Espiritualidade – Uma busca – Boletim nº 21 – Julho 2008

O tempo não pode ser alterado pelo homem
ele dá a cada um de nós um começo e um fim.
E isso nos faz questionar o significado que surge “entre”.
Mas se você pode criar alguma coisa que o tempo não pode corroer,
algo que ignore as excentricidades de certas eras ou momentos,
algo verdadeiramente intemporal,
 esta é a última vitória.
T.S.Elliot

 Quarta-feira, 17 horas, passeio no parque vendo as aves daqui para ali, inquietas e serenas. Respiro a liberdade de quem construiu uma vida no afã de ser produtiva. Vôo com os pássaros também eu, inquieta e serena a um só tempo, expirando fundo a ambivalência de sentimentos.

Sexta-feira, 19 horas e não venci a semana com o trabalho pronto. Creio que perderei o prazo do projeto. Prazo… essa lembrança me angustia. Meu olhar atravessa a paisagem usual do escritório e estranho ter hoje mais presente as contradições que nos cercam e delas, talvez não desse conta. Ora uma certeza, ora uma dúvida e a vida nos escapa.

Raciocinamos a aceitação de muitas mudanças, mesmo sem entendê-las. Aliás, produzimos aceitações para situações-surpresa: nem sempre o previsto acontece e o planejado se realiza. Tentamos dominar os acontecimentos num duelo entre o ego e o nosso entorno como marca do amadurecimento e, por isso procuramos dar sentido ao que fazemos, pensamos e sonhamos.

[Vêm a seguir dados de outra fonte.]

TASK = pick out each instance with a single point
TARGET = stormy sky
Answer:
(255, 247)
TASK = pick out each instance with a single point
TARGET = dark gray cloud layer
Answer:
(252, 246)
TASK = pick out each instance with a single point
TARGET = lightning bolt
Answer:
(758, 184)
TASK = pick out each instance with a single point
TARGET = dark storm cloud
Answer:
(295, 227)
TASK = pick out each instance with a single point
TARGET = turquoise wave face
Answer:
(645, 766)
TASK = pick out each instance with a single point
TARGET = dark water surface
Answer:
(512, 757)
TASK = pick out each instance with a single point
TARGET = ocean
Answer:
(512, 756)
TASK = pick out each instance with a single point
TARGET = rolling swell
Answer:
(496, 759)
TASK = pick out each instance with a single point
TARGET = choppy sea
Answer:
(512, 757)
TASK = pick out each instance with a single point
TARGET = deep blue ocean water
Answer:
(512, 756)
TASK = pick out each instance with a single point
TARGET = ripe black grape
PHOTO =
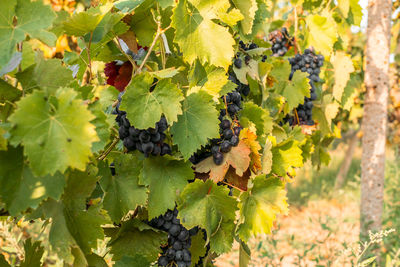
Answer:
(176, 253)
(281, 42)
(310, 63)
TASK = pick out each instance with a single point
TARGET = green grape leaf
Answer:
(127, 5)
(260, 205)
(231, 17)
(197, 124)
(257, 115)
(197, 248)
(342, 67)
(79, 24)
(248, 8)
(3, 261)
(296, 89)
(8, 92)
(27, 23)
(122, 192)
(166, 178)
(344, 7)
(28, 56)
(244, 254)
(194, 28)
(56, 132)
(33, 254)
(207, 78)
(286, 155)
(132, 261)
(144, 108)
(45, 71)
(355, 15)
(72, 224)
(322, 33)
(206, 205)
(131, 240)
(222, 240)
(102, 126)
(325, 113)
(19, 188)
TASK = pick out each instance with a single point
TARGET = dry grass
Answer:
(309, 236)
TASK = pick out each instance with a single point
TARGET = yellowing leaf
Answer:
(342, 66)
(322, 33)
(260, 205)
(250, 139)
(248, 8)
(238, 158)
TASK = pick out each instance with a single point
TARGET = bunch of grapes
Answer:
(245, 47)
(311, 63)
(176, 253)
(148, 141)
(281, 42)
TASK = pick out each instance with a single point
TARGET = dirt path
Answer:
(310, 236)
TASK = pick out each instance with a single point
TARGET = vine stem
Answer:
(158, 34)
(296, 26)
(109, 149)
(89, 57)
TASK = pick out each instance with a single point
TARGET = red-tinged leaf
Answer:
(124, 76)
(238, 158)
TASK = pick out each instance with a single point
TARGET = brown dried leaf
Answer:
(238, 158)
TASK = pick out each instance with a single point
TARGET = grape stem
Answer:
(109, 149)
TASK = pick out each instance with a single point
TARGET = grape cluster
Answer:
(245, 47)
(281, 42)
(311, 63)
(176, 253)
(148, 141)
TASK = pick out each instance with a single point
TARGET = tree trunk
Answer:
(375, 114)
(348, 158)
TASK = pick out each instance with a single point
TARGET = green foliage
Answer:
(58, 136)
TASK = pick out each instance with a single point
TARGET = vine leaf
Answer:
(135, 238)
(260, 205)
(102, 126)
(257, 115)
(19, 188)
(192, 21)
(132, 261)
(238, 158)
(166, 178)
(248, 8)
(56, 132)
(27, 23)
(144, 108)
(33, 253)
(209, 206)
(342, 66)
(207, 78)
(322, 33)
(79, 24)
(198, 247)
(73, 226)
(285, 156)
(197, 124)
(296, 89)
(122, 192)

Para aqueles que do alto de mais de meio século de vida contemplam à sua volta, o horizonte pode se apresentar menos nítido neste momento. Não é um problema de vista, nem de ponto de vista, mas uma questão de vida. Descemos do pedestal para conversar, trocar idéias com alguns.

Afastamos a hipótese de um balanço tipo “fiz ou deixei de fazer”. Alguém pergunta à queima roupa se estamos satisfeitos. Digo sim, aliviando dos ombros o peso dos anos. Outro lança um petardo: “acredita em Deus”? Não exito e repito o pensamento a me perseguir: sou eu quem precisa d´Ele, pois Deus não precisa de mim. Espanto na roda pelo confronto de diferentes experiências e um amigo arremata: “na nossa idade descobrimos Deus”. Apego-me a isso e volto para casa remoendo a conversa inconclusa.

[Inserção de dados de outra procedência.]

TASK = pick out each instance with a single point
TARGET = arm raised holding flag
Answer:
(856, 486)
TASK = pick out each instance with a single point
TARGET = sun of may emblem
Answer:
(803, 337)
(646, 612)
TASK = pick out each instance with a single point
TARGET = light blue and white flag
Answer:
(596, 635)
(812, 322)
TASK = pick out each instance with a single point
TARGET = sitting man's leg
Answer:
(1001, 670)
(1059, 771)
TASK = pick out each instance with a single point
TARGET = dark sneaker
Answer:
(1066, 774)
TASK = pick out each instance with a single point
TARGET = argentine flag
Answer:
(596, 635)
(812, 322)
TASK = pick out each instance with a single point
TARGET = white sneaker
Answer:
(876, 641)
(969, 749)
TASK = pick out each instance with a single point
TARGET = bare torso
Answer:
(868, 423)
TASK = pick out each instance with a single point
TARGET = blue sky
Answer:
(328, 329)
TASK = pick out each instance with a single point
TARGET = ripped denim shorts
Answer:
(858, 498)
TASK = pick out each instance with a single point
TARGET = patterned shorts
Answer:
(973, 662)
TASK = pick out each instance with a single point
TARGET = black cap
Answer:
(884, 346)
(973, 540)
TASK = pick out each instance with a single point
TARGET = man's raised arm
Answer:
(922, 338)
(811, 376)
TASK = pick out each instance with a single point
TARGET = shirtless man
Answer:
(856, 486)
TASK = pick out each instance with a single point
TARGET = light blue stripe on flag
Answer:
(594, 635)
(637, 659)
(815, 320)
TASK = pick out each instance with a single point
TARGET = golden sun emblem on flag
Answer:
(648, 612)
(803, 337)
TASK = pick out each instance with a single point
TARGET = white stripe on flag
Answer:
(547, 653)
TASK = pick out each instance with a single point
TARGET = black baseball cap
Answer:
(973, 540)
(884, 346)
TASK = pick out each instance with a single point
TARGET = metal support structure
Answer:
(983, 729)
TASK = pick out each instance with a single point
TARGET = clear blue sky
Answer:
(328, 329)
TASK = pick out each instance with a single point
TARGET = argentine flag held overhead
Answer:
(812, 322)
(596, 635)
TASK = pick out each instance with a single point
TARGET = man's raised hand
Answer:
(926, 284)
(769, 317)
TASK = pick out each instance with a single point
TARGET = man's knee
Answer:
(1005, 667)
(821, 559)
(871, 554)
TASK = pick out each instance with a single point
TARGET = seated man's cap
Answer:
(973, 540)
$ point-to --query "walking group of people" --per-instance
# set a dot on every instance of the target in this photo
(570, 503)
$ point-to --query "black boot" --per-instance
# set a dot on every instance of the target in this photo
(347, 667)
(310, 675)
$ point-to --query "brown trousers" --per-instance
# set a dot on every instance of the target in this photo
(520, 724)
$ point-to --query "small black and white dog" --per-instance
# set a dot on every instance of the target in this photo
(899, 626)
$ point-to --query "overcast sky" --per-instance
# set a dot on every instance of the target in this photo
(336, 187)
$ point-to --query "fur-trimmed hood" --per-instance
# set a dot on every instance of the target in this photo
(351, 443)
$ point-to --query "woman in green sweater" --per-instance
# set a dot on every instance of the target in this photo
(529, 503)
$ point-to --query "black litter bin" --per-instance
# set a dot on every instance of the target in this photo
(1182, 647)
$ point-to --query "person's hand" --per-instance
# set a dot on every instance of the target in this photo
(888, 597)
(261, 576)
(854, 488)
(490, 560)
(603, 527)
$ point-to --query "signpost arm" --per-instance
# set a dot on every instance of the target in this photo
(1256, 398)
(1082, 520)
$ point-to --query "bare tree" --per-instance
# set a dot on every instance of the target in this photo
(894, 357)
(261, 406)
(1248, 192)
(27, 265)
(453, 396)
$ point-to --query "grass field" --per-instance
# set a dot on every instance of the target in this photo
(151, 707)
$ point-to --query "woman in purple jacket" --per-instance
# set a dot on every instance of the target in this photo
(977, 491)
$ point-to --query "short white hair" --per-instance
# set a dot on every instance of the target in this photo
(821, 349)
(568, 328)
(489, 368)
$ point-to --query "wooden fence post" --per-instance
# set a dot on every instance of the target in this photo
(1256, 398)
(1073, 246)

É preciso driblar as escanteadas da vida e até enfrentar crises com certa nostalgia de outros tempos, que hoje sabemos não menos difíceis. São tantos os diagnósticos da civilização enrascada no individualismo, sufocamento do planeta, desigualdades sociais crescentes, falta de trabalho numa escala assombrosa, intromissão da artificialidade das máquinas… enfim, problemas de grandes dimensões sem prontas soluções! 

Vejo-me impelida a desafiar a própria aventura e remexo vulcões extintos. Descubro o quanto me vale uma religiosidade intrínseca e comprometida, que transitou comigo diferentes estágios da vida. Para além da externalidade sentimentalista de uma fé de balcão, percebo o elo entre o sentido da vida e a agora sentida presença de Deus em meio a assíduas perdas pessoais: a pele não é a mesma, a perna fraqueja, a caneta virou teclado, da profissão vou me despedindo. Sem penas ou pesares, assumo novas condições e me surpreendo mais orante, meditante, contemplativa, pensamento e coração elevados.

Aos poucos me desfaço das capas dessa sociedade viciada no consumo individualista, na competição desvairada, na descrença conveniente. Não fujo, enfrento as mudanças nos costumes e comportamentos com uma autocompreensão assustadora. Quem sabe seja esse exatamente o tempo da aceitação responsável, de encorajar a liberdade nos outros, de viver mais leve, porque também a fé amadurece se a alimentamos e não guardamos Deus na gaveta.

Para O tirarmos desse ostracismo e refletirmos de forma mais pausada sobre o Seu significado, demos um tempo para nós: qual é o período em que me encontro? O que tem mudado? Como reajo às indagações sem respostas? Vamos juntos nesta trilha: Compreendo-me? Como me relaciono com os outros? E com Deus? Que espaço tem o mundo do trabalho para mim? E a natureza? Fica a aposta que, com certeza, você se fez: a espiritualidade é uma busca interior. Até lá. Voltaremos.